Oil steadied as traders assessed the impact of the latest round of supply cuts from OPEC+ and a US industry report that pointed to another drawdown in nationwide commercial inventories.
(Bloomberg) — Oil steadied as traders assessed the impact of the latest round of supply cuts from OPEC+ and a US industry report that pointed to another drawdown in nationwide commercial inventories.
West Texas Intermediate traded just below $72 a barrel, after rising by almost 3% over the previous two sessions following announcements from Saudi Arabia and Russia that they would cut production in a bid to stem a slide in prices.

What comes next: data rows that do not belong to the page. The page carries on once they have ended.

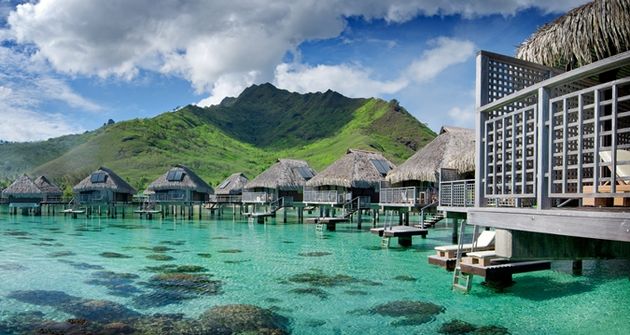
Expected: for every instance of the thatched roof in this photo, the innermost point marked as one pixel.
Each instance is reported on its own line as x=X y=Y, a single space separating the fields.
x=189 y=181
x=357 y=168
x=232 y=185
x=591 y=32
x=112 y=182
x=47 y=186
x=283 y=175
x=23 y=186
x=453 y=148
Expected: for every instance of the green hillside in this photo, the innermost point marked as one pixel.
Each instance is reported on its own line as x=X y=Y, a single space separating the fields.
x=246 y=133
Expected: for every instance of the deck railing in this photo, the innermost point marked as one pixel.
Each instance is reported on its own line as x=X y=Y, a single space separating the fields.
x=457 y=193
x=404 y=196
x=333 y=197
x=553 y=136
x=258 y=197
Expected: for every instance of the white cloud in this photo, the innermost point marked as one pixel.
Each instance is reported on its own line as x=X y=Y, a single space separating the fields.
x=217 y=45
x=447 y=52
x=356 y=81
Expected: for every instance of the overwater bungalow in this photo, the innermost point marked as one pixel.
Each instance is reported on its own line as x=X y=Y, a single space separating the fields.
x=284 y=181
x=415 y=183
x=553 y=143
x=355 y=177
x=179 y=185
x=230 y=191
x=103 y=187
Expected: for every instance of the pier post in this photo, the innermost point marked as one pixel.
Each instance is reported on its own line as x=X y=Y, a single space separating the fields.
x=577 y=267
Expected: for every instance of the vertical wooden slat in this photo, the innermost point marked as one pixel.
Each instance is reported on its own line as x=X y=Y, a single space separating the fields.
x=513 y=177
x=543 y=150
x=503 y=158
x=596 y=124
x=613 y=152
x=565 y=130
x=580 y=144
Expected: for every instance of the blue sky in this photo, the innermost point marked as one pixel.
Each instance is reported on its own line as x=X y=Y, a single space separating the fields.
x=66 y=66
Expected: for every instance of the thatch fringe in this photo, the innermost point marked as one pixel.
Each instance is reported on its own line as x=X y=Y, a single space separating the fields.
x=284 y=175
x=191 y=181
x=591 y=32
x=233 y=184
x=113 y=182
x=353 y=170
x=453 y=148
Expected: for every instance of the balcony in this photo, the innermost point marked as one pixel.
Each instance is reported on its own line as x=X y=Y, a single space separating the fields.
x=329 y=197
x=405 y=196
x=549 y=139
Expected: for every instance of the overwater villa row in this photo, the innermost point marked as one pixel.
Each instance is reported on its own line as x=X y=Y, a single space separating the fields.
x=359 y=181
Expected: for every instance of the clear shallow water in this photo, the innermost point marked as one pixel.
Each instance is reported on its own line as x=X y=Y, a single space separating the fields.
x=266 y=266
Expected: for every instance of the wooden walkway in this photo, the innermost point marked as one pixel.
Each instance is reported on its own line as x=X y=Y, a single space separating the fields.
x=403 y=233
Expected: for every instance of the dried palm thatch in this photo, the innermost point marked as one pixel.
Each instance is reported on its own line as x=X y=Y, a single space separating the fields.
x=113 y=182
x=453 y=148
x=594 y=31
x=354 y=170
x=47 y=186
x=23 y=187
x=190 y=181
x=284 y=175
x=232 y=185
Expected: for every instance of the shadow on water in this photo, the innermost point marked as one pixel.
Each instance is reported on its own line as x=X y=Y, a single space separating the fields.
x=543 y=288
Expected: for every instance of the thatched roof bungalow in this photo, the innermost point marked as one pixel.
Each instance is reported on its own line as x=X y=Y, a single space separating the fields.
x=357 y=173
x=179 y=185
x=414 y=182
x=286 y=178
x=231 y=189
x=103 y=186
x=591 y=32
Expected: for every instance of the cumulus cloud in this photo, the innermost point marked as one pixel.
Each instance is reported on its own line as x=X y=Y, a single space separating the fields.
x=218 y=46
x=356 y=81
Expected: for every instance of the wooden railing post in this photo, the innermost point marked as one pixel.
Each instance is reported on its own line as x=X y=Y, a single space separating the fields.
x=542 y=155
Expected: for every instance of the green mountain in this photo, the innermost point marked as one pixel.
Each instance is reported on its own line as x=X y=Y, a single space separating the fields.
x=246 y=133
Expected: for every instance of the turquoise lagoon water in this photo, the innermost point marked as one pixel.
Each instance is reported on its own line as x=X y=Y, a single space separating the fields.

The American Petroleum Institute estimated that nationwide US crude inventories declined by 4.4 million barrels last week, according to people familiar with the data. Official figures will follow later on Thursday, with stockpiles last reported at the lowest level in almost six months.
Crude remains about 10% lower this year, with China’s lackluster economic recovery and tighter monetary policy in the US and Europe weighing on the outlook for demand. The surge in borrowing costs is leading to lower global oil inventories, possibly setting prices up for spikes further down the line.
A large majority of US Federal Reserve officials agreed that more tightening will likely be needed this year, the minutes from the Fed’s latest meeting showed. Further hikes would aid the dollar, potentially making commodities priced in the currency less attractive. The greenback was flat on Thursday.
“Demand concerns were eased” with US stockpiles likely shrinking, said Charu Chanana, market strategist at Saxo Capital Markets Pte. in Singapore. “Focus will turn to the labor market indicators in the rest of the week,” she said, referring to US economic data.